The Night of the Following. This, then, was what the young Lucy and Edward had been referencing in their letters. ‘What sort of something?’

‘Edward headed out that night with the intention of raising a ghost. He had found a book in the school library, an ancient book, filled with old ideas and incantations. Being Edward he couldn’t wait to put them into practice, but in the end, he didn’t get a chance to try. Something happened to him in the woods. He read everything that he could afterwards and came to the conclusion that he had been followed by the Black Dog.’

‘A spirit?’ Vague memories returned to Leonard from childhood: sinister creatures of folklore said to be found in ancient places where the two worlds met. ‘Like in The Hound of the Baskervilles?’

‘The “what” is not important, Mr Gilbert. All that matters is that he feared for his life, and as he fled across the fields he saw a light in the attic window of a house on the horizon. He ran towards it and found the front door open to him and a fire in the hearth.’

‘And that house was Birchwood Manor,’ Leonard said softly.

‘Edward said that as soon as he set foot inside he knew that he was safe.’

‘The people who lived in the house took care of him?’

‘Mr Gilbert, you are missing the point entirely.’

‘But I thought—’

‘I take it your research has included the history of Birchwood Manor?’

Leonard confessed that it had not; that it hadn’t occurred to him that the house’s past, prior to Edward’s purchase of it, was remotely relevant.

Lucy lifted her eyebrows with the same mix of disappointment and surprise that he might have expected had he handed her his notebook and asked her to write his thesis for him. ‘The house as you see it today was built in the sixteenth century. It was designed by a man called Nicholas Owen with the intention of providing safety to Catholic priests. But there was a reason that they chose to build in that spot, Mr Gilbert, for the land on which Birchwood Manor stands is of course much older than the house. It has its own history. Has nobody told you yet about the Eldritch Children?’

Movement at the corner of his vision made Leonard startle. He glanced into the darkest recess of the room and saw that the cat who had slipped through the door earlier was stretching now, shiny eyes turned on Leonard.
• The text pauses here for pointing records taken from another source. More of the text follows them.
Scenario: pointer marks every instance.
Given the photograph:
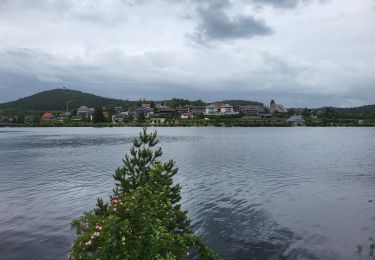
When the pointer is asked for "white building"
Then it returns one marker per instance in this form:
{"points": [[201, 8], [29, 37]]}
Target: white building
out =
{"points": [[296, 119], [226, 109], [211, 109], [83, 111]]}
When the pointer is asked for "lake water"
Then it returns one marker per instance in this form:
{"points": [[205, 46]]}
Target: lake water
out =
{"points": [[252, 193]]}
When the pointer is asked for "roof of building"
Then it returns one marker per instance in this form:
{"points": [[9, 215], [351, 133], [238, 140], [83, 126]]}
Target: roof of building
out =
{"points": [[48, 115], [296, 119]]}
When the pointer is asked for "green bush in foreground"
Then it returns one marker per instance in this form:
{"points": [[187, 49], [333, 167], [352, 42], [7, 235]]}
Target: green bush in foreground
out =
{"points": [[143, 219]]}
‘It is an old local folk tale, Mr Gilbert, about three fairy children who many years ago crossed between the worlds. They emerged from the woods one day into the fields where the local farmers were burning stubble and were taken in by an elderly couple. From the start, there was something uncanny about them. They spoke a strange language, they left no footprints behind them when they walked, and it is said that at times their skin appeared almost to glow.

‘They were tolerated at first, but as things began to go wrong in the village – a failed crop, the stillbirth of a baby, the drowning of the butcher’s son – people started to look to the three strange children in their midst. Eventually, when the well ran dry, the villagers demanded that the couple hand them over. They refused and were banished from the village.
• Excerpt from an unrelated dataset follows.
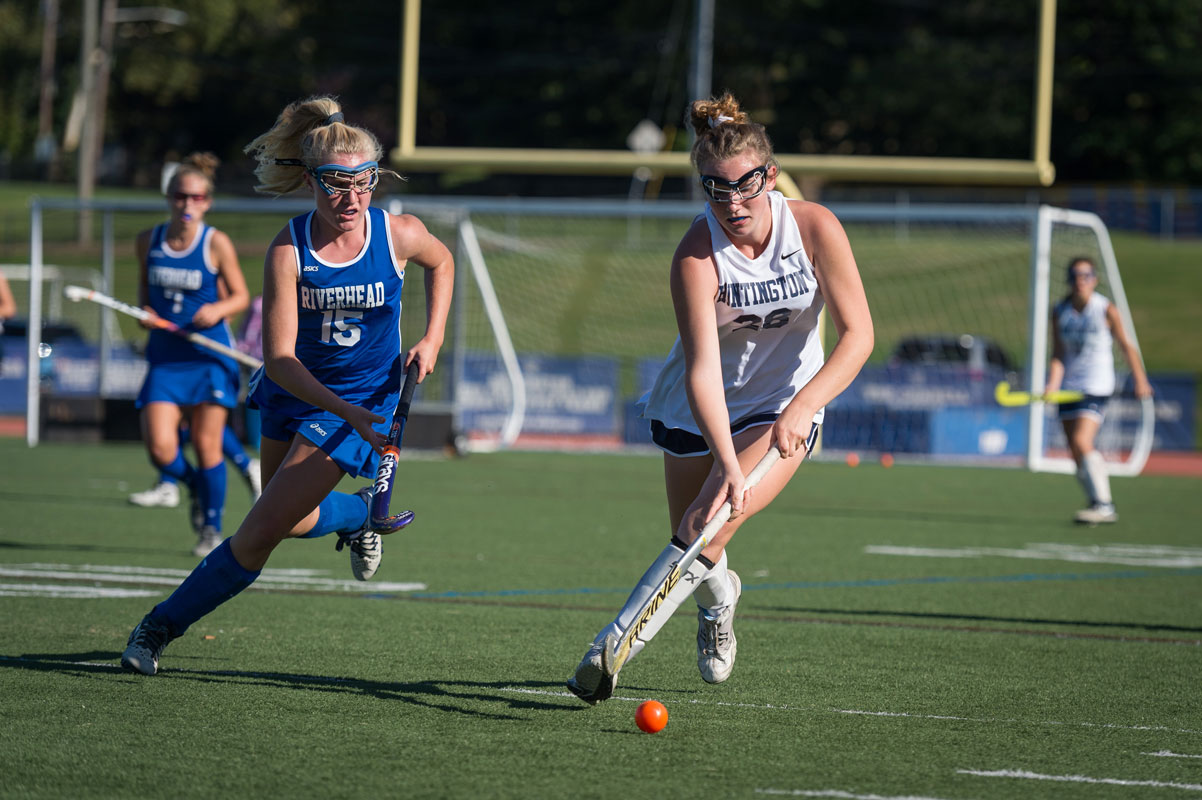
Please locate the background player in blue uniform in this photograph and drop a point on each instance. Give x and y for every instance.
(184, 264)
(332, 353)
‘The family set up instead in a small stone croft by the river, and for a time they lived in peace. But when an illness came to the village, a mob was formed and one night, with torches lit, they marched upon the croft. The couple and the children clung together, surrounded, their fates seemingly inevitable. But just as the villagers began to close in, there came the eerie sound of a horn on the wind and a woman appeared from nowhere, a magnificent woman with long, gleaming hair and luminous skin.

‘The Fairy Queen had come to claim her children. And when she did, she cast a protection spell upon the house and land of the old couple in gratitude to them for protecting the prince and princesses of fairyland.

‘The bend of the river upon which Birchwood Manor now stands has been recognised ever since amongst locals as a place of safety. It is even said that there are those who can still see the fairy enchantment – that it appears to a lucky few as a light, high up in the attic window of the house.’